CrossFit event raises funds to fight addiction

About 50 athletes competed on teams of two to raise awareness surrounding drug and alcohol addiction


By Lea Skene
Reading Eagle

BOYERTOWN, Pa. — Healthy addiction was on display Saturday morning at CrossFit Fidelity in Boyertown.

About 50 athletes competed on teams of two - sweat dripping, muscles straining and high-fives all around - to raise awareness surrounding drug and alcohol addiction.

They performed a variety of exercises, from weights to pullups to cardio, all mainstays of the strength and conditioning program whose popularity has ballooned over the past decade.

For the second year in a row, CrossFit Fidelity, 400 E. Second St., hosted a competition raising money for Brendan's Band, an organization based in Boyertown that helps people experiencing addiction find the resources to start recovery. The Wellness Council of Boyertown co-sponsored the event with CrossFit.
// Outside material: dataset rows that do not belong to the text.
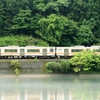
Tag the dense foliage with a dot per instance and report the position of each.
(83, 62)
(57, 22)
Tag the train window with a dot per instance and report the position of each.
(44, 50)
(59, 49)
(76, 50)
(21, 50)
(97, 50)
(51, 49)
(65, 50)
(33, 50)
(10, 50)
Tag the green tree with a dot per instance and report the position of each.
(85, 61)
(51, 28)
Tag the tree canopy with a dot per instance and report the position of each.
(57, 22)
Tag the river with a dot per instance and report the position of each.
(50, 87)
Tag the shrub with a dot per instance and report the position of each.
(15, 66)
(65, 66)
(85, 61)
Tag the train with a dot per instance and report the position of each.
(43, 52)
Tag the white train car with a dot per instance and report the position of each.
(9, 51)
(63, 51)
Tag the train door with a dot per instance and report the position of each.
(66, 52)
(44, 52)
(22, 52)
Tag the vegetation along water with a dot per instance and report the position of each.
(49, 22)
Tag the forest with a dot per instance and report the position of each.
(49, 22)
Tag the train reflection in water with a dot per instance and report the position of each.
(46, 95)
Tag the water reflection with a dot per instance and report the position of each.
(50, 87)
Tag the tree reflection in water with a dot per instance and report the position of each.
(50, 87)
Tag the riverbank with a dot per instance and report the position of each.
(28, 66)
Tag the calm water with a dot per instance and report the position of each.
(50, 87)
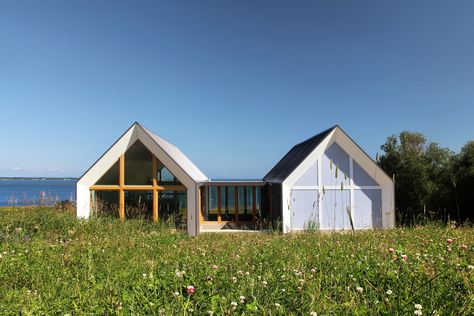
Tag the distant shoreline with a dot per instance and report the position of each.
(37, 178)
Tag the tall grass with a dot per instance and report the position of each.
(52, 263)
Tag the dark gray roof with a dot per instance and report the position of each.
(295, 156)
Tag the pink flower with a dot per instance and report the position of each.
(190, 290)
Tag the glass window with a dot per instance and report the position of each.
(172, 207)
(245, 209)
(111, 177)
(138, 204)
(210, 214)
(138, 165)
(105, 203)
(166, 177)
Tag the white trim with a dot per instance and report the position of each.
(336, 187)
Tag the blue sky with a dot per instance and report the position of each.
(234, 84)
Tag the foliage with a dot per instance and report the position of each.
(52, 263)
(425, 179)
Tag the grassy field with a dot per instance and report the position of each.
(51, 263)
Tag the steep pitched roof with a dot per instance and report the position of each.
(295, 156)
(177, 155)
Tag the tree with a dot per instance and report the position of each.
(464, 181)
(423, 178)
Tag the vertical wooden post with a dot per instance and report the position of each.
(236, 194)
(254, 204)
(155, 189)
(219, 215)
(122, 184)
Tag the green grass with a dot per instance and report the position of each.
(52, 263)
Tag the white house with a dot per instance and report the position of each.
(326, 181)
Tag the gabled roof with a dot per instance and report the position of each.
(177, 155)
(295, 156)
(169, 149)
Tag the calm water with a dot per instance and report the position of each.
(30, 192)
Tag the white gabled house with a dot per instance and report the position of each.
(326, 181)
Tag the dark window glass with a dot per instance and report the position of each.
(111, 177)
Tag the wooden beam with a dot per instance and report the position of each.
(105, 187)
(121, 191)
(254, 204)
(135, 187)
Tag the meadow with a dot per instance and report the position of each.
(52, 263)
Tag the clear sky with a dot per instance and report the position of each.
(234, 84)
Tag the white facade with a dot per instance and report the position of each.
(173, 159)
(315, 193)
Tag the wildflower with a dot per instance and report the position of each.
(190, 290)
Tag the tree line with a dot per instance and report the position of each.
(431, 182)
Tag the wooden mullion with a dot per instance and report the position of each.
(155, 190)
(254, 204)
(121, 191)
(219, 215)
(236, 204)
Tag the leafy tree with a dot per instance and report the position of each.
(423, 176)
(464, 181)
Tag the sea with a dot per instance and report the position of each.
(36, 191)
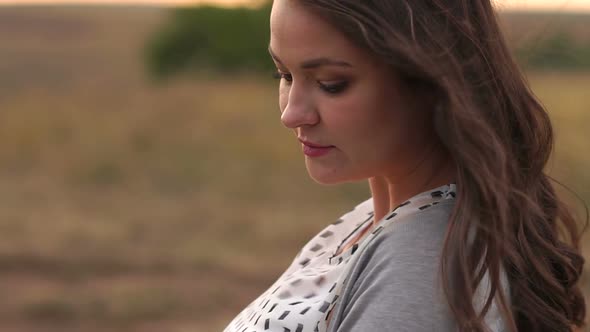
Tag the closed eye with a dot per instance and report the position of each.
(287, 77)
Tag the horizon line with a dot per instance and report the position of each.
(500, 5)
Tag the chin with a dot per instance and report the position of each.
(328, 176)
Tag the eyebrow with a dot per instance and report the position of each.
(314, 63)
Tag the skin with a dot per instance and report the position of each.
(380, 130)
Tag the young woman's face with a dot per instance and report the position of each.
(333, 93)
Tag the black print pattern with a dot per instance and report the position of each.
(304, 296)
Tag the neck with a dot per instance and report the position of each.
(434, 170)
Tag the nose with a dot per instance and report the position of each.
(298, 109)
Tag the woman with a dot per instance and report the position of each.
(422, 99)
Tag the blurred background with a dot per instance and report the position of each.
(146, 182)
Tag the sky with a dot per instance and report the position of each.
(560, 5)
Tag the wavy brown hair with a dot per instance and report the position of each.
(500, 137)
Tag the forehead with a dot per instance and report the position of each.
(296, 34)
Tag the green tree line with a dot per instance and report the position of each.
(229, 40)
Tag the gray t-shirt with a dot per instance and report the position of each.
(388, 281)
(394, 283)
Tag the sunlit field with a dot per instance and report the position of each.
(130, 206)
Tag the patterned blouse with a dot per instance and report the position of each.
(302, 298)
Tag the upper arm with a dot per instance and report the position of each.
(396, 286)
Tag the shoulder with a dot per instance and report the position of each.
(416, 234)
(394, 282)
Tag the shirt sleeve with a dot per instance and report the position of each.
(395, 284)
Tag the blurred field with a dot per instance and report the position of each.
(126, 206)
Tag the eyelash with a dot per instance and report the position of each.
(333, 89)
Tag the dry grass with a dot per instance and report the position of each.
(131, 207)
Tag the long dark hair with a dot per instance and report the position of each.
(500, 138)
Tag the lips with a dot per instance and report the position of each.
(314, 145)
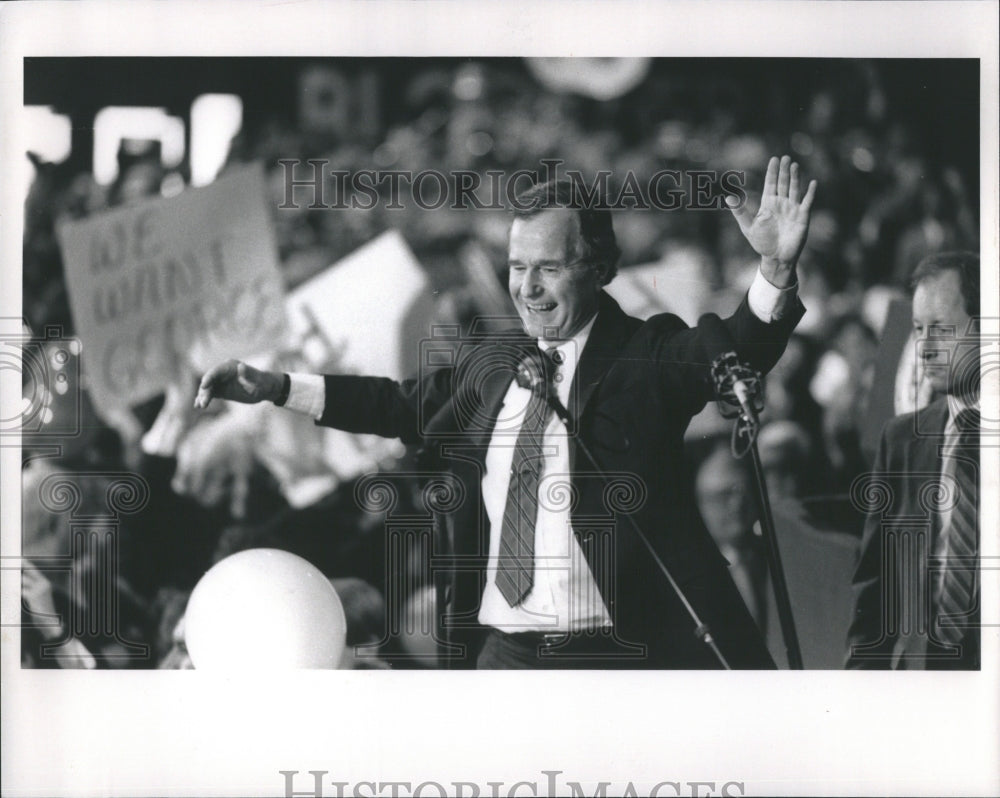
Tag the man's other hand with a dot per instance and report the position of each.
(778, 231)
(238, 382)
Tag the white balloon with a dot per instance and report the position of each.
(264, 609)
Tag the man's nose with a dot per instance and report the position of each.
(531, 284)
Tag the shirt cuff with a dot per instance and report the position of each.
(767, 301)
(307, 394)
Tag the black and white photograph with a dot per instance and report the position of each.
(357, 354)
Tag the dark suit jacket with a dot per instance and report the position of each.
(636, 388)
(893, 583)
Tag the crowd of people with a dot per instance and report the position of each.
(890, 194)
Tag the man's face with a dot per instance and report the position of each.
(947, 351)
(724, 499)
(554, 293)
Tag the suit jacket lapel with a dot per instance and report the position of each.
(609, 334)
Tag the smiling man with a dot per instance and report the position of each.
(916, 584)
(546, 571)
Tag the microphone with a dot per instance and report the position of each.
(529, 376)
(735, 383)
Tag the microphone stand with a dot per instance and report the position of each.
(701, 630)
(748, 425)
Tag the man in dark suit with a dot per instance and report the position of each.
(916, 584)
(543, 567)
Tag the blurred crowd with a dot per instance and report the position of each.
(889, 194)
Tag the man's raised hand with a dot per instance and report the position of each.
(238, 382)
(778, 231)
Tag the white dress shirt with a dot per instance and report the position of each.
(564, 595)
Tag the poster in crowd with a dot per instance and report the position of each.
(170, 286)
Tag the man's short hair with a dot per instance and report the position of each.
(596, 231)
(967, 266)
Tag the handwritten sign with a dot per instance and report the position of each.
(173, 285)
(366, 314)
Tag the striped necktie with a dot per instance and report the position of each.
(516, 562)
(955, 597)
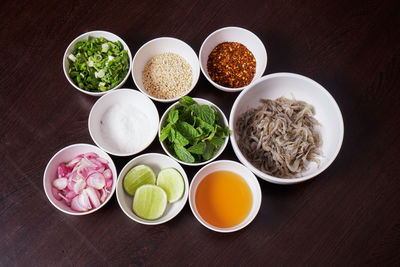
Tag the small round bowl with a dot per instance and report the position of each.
(107, 35)
(246, 174)
(159, 46)
(199, 101)
(157, 162)
(233, 34)
(291, 85)
(143, 117)
(64, 155)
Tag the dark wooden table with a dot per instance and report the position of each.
(348, 215)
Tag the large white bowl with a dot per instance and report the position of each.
(199, 101)
(157, 162)
(142, 108)
(246, 174)
(159, 46)
(234, 34)
(64, 155)
(71, 47)
(291, 85)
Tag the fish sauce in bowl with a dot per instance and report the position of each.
(223, 199)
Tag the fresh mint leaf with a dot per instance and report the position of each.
(206, 127)
(180, 139)
(165, 132)
(186, 101)
(217, 141)
(183, 154)
(172, 135)
(197, 149)
(173, 116)
(208, 150)
(207, 114)
(187, 130)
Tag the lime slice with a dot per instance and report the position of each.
(172, 182)
(138, 176)
(149, 202)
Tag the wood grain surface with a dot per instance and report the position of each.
(347, 216)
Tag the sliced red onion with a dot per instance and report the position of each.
(103, 195)
(81, 202)
(74, 161)
(89, 155)
(96, 180)
(70, 195)
(109, 183)
(79, 186)
(55, 193)
(94, 199)
(84, 182)
(62, 170)
(104, 161)
(68, 201)
(60, 183)
(107, 174)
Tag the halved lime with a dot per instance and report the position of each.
(138, 176)
(172, 182)
(149, 202)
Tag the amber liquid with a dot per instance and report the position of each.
(223, 199)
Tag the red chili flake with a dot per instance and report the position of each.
(231, 64)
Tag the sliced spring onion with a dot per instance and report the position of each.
(98, 64)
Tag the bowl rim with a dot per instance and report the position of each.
(268, 177)
(111, 165)
(228, 89)
(257, 192)
(119, 91)
(195, 78)
(87, 34)
(185, 194)
(207, 102)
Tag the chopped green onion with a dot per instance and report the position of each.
(98, 64)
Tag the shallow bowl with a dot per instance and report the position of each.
(291, 85)
(156, 162)
(71, 47)
(64, 155)
(159, 46)
(232, 166)
(130, 134)
(199, 101)
(233, 34)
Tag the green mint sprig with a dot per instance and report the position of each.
(193, 132)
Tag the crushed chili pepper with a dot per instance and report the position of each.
(231, 64)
Jill Vincent, executive director of the council, said stigmas associated with addiction sometimes prevent people from seeking help, particularly in smaller communities where resources seem less readily available.

In addition to rehabilitation programs and other counseling services, Vincent said connecting people to healthier lifestyle choices often means the difference between relapse and recovery. Crossfit is a perfect example, she said.

Brittany Yilmaz, who owns CrossFit Fidelity along with her husband, Matt Chambers, said she often meets people recovering from substance abuse problems who gravitate toward the intense physical workout and supportive community environment that Crossfit provides. Several participants in the competition Saturday said the classes are way more intense than your average trip to the gym.

"One reason so many people use it to get away from drugs and alcohol is because it's community-based and also a really intense workout, which produces similar reactions in your brain (as drugs) and helps people build self-esteem," Yilmaz said. "You basically get that same high without those negative consequences, which makes it so much more powerful than an addiction."

Pat Erb founded Brendan's Band after her grandson, Brendan Traylor, died of a drug overdose three years ago at age 18. He had started using heroin only months earlier and returned from rehab just two weeks before his death.

Erb said she and her family were shocked to discover the extent of the heroin epidemic within their community.

"We were blindsided by the fact that this was on every corner," she said. "I think where we went wrong is we educated the children (about the dangers of drug use) but we didn't educate ourselves."

Simple actions such as disposing of unused prescription drugs and recognizing early signs of addiction could help save lives, she said.

Erb has submitted paperwork for nonprofit status.

She eventually plans to help cover costs for organized activities - gym memberships and other healthy outlets - in addition to rehab programs, which could help steer people away from the path her grandson took.